There I said it. If President Obama doesn’t stop this nonsense now he should be impeached for criminal misuse of tax payer’s money.
The Financial media and economics blogosphere is full of wonky goodness this week with all kinds of forecasts of the economy. The big question is how bad will it get? The secondary questions deal with economic forecast assumptions built into the Obama Budget. Are they overly rosy or realistic? I’ll save the wonkiest battle for last even though it is the most interesting. It is between Mankiw and Krugman (with me agreeing with Mankiw for a change on a technicality) but it’s based on some pretty high level math so let’s start with the the least technical shot across the bow of the good ship Hopey Changey.
Robert Barro has the most blunt assessment of the big question in this week’s WSJ. His opinion piece just asks the question out right. What Are the Odds of U.S. Depression? Barro is a member of what you could possibly call the elite team of economists in the country. His credentials and CV are impeccable. His record of academic publishing is unassailable. He teaches at Harvard. He also tends to be a voice from the right. However, he’s presenting research in this opinion piece so this isn’t based on dogma, but some high level number krunching. He’s actually put the probability of a ‘great’ depression at 20%.

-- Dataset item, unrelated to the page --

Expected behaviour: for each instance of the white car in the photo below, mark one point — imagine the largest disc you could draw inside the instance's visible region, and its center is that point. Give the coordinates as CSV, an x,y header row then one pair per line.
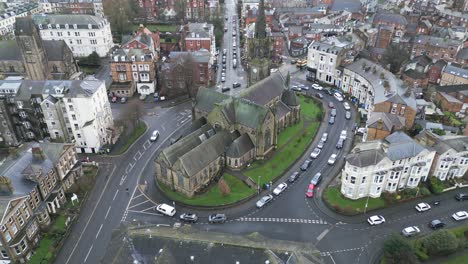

The bottom line is that there is ample reason to worry about slipping into a depression. There is a roughly one-in-five chance that U.S. GDP and consumption will fall by 10% or more, something not seen since the early 1930s.
Our research classifies just two such U.S. events since 1870: the Great Depression from 1929 to 1933, with a macroeconomic decline by 25%, and the post-World War I years from 1917 to 1921, with a fall by 16%. We also assembled long-term data on GDP, consumption and stock-market returns for 33 other countries, sometimes going back as far as 1870. Our conjecture was that depressions would be closely connected to stock-market crashes (at least in the sense that a crash would signal a substantially increased chance of a depression).
I’d really suggest you buck up and actually read his story line about his data because it is very interesting. He basically looks back at periods when there were severe stock market crashes (like now) and looks at trends. His database is not restricted to US history but includes severe recessions and depressions from 34 different countries.
His assessment of forecasts is based on looking at the Fed scenarios. He tips his conservative bent at the end of this quote by basically saying none of the policies we’ve seen to date are going to do much. I highlighted his proposed time line. He does think we’re going into a situation that will be worse than the 1980s recession but most likely not as bad as the Great Depression of the 1930s.